An exceptionally good vintage of Scotch whisky can fetch a pretty penny. In October 2019, the Macallan Fine and Rare 60-Year-Old 1926 sold for $1.9 million at auction. But before you consider dropping your entire paycheck on a bottle of scotch old enough to drink itself, see if you can get your hands on an accelerator mass spectrometer to help you tell if the liquor is as old as it says it is.
Carbon-14—a radioactive isotope used by archaeologists to date artifacts—was released in large amounts into the atmosphere by nuclear bombs like the ones detonated in Japan in Hiroshima and Nagasaki and in tests in the southwestern US. Plants, such as the barley used to make whiskies, take up that 14C. Scientists can use its known half-life of 5,730 years to find out the plants’ age. Naturally, the scientists to take on such carbon dating would be located at the Scottish Universities Environmental Research Centre, near Glasgow.
The researchers used known-age malt whiskies distilled between 1950 and 2015 to create a 14C calibration curve—what they call a “bomb curve”—which they then used to analyze rare whiskies allegedly distilled from 1847 to 1978 (Radiocarbon 2020, DOI: 10.1017/rdc.2019.153).

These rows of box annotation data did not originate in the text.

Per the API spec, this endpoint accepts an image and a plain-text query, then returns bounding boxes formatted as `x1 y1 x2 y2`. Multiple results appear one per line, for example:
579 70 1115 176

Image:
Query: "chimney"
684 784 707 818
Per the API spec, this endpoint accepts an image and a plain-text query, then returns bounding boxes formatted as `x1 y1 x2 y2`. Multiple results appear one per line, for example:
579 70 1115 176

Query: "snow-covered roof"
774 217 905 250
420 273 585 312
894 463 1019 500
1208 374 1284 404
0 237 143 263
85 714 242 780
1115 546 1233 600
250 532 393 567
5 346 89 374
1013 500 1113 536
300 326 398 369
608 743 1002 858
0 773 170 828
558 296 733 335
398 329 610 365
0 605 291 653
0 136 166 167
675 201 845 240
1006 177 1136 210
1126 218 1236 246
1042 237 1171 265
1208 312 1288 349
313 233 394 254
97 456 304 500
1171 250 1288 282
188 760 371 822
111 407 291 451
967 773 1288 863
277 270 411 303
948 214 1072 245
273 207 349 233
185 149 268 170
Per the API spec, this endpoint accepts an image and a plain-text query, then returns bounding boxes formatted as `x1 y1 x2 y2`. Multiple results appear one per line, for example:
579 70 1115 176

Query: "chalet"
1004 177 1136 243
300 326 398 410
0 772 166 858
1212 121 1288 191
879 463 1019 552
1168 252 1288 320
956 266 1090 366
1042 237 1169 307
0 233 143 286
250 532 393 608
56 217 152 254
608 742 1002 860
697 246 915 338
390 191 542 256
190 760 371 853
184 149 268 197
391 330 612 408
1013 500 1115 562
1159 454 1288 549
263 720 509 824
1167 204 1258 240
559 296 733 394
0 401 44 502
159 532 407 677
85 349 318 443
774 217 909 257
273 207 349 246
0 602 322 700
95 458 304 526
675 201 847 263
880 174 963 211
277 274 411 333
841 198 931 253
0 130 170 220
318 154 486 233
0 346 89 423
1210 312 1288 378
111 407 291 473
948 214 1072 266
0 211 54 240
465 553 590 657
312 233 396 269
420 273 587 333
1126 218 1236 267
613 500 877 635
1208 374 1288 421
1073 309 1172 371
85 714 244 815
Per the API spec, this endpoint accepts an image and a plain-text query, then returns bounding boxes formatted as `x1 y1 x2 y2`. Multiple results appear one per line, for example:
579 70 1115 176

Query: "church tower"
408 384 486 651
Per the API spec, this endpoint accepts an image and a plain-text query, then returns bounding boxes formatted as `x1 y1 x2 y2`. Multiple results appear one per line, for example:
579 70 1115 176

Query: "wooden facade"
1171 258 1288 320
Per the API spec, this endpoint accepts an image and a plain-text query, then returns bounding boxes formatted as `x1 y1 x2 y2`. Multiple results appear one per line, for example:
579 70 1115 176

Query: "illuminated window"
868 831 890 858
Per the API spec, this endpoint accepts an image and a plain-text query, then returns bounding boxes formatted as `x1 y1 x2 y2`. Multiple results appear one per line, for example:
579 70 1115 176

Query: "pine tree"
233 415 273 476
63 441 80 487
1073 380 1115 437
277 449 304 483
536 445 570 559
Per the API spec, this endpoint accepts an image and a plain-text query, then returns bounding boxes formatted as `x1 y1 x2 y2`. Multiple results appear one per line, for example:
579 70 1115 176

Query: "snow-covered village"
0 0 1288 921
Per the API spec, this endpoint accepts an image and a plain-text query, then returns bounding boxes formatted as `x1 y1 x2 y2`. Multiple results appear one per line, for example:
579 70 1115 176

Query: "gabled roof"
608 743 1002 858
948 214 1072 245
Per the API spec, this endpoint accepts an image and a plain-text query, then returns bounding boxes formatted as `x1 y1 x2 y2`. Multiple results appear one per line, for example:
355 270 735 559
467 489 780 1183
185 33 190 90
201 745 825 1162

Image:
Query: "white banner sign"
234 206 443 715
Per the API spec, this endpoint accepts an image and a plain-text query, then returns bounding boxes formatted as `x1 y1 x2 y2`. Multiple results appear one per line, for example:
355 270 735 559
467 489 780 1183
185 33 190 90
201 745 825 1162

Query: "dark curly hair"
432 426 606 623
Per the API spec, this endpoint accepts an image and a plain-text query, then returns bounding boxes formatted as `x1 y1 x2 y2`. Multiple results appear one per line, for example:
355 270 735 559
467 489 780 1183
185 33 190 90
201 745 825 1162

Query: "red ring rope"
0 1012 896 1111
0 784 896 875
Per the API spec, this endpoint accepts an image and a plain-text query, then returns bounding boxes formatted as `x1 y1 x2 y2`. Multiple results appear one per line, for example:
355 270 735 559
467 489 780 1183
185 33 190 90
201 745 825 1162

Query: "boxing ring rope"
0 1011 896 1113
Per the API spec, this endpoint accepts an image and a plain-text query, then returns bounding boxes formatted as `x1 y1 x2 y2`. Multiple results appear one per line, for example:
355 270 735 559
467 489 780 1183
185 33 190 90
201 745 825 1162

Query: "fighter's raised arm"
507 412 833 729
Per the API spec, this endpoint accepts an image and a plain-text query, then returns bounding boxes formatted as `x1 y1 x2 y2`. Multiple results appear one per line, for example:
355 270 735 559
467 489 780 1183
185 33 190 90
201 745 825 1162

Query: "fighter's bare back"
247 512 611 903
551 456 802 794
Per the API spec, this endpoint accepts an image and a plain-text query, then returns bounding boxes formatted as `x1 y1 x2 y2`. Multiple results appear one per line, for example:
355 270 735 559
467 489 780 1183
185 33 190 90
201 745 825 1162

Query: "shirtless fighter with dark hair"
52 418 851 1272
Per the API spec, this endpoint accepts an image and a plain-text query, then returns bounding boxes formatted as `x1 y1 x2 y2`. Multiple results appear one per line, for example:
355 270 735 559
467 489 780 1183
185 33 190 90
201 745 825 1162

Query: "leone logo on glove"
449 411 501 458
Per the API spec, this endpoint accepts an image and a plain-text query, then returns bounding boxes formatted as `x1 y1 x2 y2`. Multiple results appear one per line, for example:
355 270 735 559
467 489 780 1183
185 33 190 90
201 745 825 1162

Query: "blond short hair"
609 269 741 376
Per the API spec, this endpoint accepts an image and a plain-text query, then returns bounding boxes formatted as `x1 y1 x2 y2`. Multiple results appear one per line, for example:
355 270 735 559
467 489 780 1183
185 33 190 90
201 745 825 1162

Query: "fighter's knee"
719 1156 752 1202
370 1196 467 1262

The findings are a punch in the gut to any lover of fine whisky. Almost half the whiskies tested were not nearly as old as they were purported to be. While the curve used is less precise for whiskies distilled before 1950, a Talisker with a label claiming it was distilled in 1863 could have been distilled as recently as 2007–14.
The researchers are actively looking for barley (or whisky) samples from before 1950 to increase the precision of their curve, if you’re so generous as to part with a 70-year-old bottle. Until then, this Newscriptster will stick to the midshelf standards.